SU QUALI CURE PUNTA LA CINA
Stando a McKinsey la Cina detiene il 54% degli asset anticorpi-coniugati (Adc) in fase 1 e 2 e il 48% degli anticorpi multispecifici. Sichuan Biokin, con 17 programmi Adc, ritiene che la sfida sia un problema essenzialmente ingegneristico. Altro campo in cui si sta muovendo il Paese sono le nuove terapie.
Rona Therapeutics, per esempio, fondata nel 2021 e specializzata in RNA interference (un meccanismo mediante il quale alcuni frammenti di RNA sono in grado di interferire l’espressione genica), ha già 15 candidati, tre dei quali in fase clinica. Secondo la Ceo Stella Shi “poiché il costo di sviluppare un farmaco è così più basso in Cina, le aziende possono permettersi pipeline più ampie”. La quota cinese nei farmaci innovativi in sperimentazione clinica è salita dall’8% del 2018 al 30% di quest’anno.
Per Alex Schweisgut, responsabile dell’investment banking sanitario APAC di BofA, le aree a maggiore attrattiva per gli investitori globali sono oncologia, immunologia, obesità, sistema nervoso e cardiovascolare.

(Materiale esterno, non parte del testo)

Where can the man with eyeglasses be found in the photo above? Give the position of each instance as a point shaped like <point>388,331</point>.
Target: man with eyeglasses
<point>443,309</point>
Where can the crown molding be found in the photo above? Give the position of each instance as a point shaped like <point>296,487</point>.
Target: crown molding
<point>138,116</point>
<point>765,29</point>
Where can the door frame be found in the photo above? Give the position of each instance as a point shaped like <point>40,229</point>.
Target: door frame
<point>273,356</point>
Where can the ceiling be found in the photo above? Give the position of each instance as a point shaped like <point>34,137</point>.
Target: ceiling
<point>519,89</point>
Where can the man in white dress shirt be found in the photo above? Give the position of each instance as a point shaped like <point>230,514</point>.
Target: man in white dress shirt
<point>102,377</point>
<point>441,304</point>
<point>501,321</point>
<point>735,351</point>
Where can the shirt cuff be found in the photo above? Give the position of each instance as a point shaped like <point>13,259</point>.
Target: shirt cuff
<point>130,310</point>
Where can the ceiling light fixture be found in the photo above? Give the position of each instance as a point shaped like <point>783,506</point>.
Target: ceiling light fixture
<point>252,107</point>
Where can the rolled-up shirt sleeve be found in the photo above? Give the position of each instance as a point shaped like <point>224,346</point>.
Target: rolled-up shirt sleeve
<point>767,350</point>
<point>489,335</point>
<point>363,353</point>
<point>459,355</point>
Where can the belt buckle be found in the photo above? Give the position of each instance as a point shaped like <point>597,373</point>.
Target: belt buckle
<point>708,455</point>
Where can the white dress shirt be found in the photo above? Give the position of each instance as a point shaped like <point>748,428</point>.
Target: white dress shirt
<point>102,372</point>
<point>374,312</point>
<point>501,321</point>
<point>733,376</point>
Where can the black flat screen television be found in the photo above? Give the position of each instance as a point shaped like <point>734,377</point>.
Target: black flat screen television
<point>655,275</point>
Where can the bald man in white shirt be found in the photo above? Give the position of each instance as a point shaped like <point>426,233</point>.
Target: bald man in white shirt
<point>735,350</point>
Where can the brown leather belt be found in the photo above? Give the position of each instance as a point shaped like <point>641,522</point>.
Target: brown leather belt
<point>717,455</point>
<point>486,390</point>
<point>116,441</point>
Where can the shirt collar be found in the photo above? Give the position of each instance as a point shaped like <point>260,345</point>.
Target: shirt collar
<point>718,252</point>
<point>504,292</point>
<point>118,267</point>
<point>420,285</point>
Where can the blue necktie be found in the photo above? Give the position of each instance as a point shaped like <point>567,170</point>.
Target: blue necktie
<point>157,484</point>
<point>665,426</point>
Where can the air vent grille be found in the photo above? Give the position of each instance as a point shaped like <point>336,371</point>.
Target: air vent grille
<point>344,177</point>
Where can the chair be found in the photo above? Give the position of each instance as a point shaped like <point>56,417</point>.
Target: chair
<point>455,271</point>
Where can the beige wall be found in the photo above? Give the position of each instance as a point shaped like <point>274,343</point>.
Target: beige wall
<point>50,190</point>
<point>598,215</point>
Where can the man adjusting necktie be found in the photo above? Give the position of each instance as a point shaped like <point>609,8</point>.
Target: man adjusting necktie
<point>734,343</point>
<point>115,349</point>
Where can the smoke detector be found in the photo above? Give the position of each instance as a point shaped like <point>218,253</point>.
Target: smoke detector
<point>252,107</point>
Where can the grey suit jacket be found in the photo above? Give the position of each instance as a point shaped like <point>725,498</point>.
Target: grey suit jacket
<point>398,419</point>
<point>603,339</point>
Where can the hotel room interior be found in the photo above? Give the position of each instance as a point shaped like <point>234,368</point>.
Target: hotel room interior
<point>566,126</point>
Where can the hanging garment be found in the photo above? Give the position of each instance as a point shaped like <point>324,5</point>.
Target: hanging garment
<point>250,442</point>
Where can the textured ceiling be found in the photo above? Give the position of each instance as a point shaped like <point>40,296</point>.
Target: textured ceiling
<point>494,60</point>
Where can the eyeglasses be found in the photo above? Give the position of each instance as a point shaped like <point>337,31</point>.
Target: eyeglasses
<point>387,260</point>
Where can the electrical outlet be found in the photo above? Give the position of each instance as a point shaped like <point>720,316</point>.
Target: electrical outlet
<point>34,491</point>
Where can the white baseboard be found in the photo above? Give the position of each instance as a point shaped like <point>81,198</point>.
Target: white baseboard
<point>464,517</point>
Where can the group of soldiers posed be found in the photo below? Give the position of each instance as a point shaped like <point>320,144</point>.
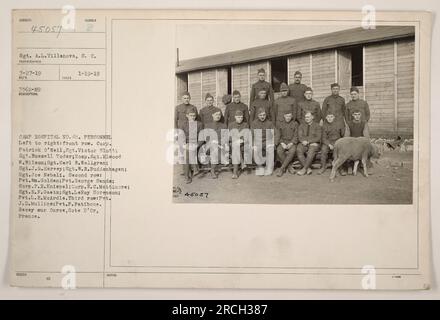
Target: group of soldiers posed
<point>300,125</point>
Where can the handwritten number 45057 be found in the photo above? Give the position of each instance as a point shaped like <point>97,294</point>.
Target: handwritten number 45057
<point>196,194</point>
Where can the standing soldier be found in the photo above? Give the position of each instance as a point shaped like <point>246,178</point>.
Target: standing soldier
<point>236,104</point>
<point>261,84</point>
<point>309,136</point>
<point>297,89</point>
<point>181,109</point>
<point>191,143</point>
<point>358,104</point>
<point>283,104</point>
<point>286,139</point>
<point>267,133</point>
<point>334,104</point>
<point>261,102</point>
<point>331,132</point>
<point>357,127</point>
<point>218,144</point>
<point>238,129</point>
<point>207,111</point>
<point>309,105</point>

PARTNERSHIP GLOBALI E LIMITI ATTUALI
La Cina rappresenta ormai il 20% degli accordi di out-licensing verso Stati Uniti ed Europa. L’avvocato Aaron Gu segnala la crescente presenza di asset cinesi venduti a gruppi multinazionali. Tuttavia, Chen Chen di UBS evidenzia che lo sviluppo avanzato e la commercializzazione globale restano ambiti in cui le aziende cinesi hanno “ancora molta strada da fare”, pur riconoscendo che “non sarà sempre così”. Inoltre, la pressione verso la localizzazione produttiva nei Paesi occidentali complica ulteriormente l’espansione.
Ecco, dunque, che per colmare il divario, molte biotech stanno stringendo alleanze internazionali. Per esempio, nel 2023 Sichuan Biokin ha firmato un accordo con Bristol Myers Squibb per co-sviluppare un Adc per tumori solidi e la quota cinese nei nuovi farmaci approvati dalla Food and Drug Administration (Fda) è cresciuta dall’1% del 2018 al 6% del 2025.
Intanto, come ricorda Bloomberg, Innovent Biologics ha visto approvato in Cina il farmaco dimagrante Mazdutide, posizionandosi come competitor di colossi globali. L’azienda ha siglato un’intesa con Takeda che può raggiungere 11,4 miliardi di dollari. Pfizer ha pagato quasi 1,3 miliardi per un farmaco oncologico di 3SBio, mentre AstraZeneca ha stipulato un accordo da 5,3 miliardi con CSPC Pharmaceuticals.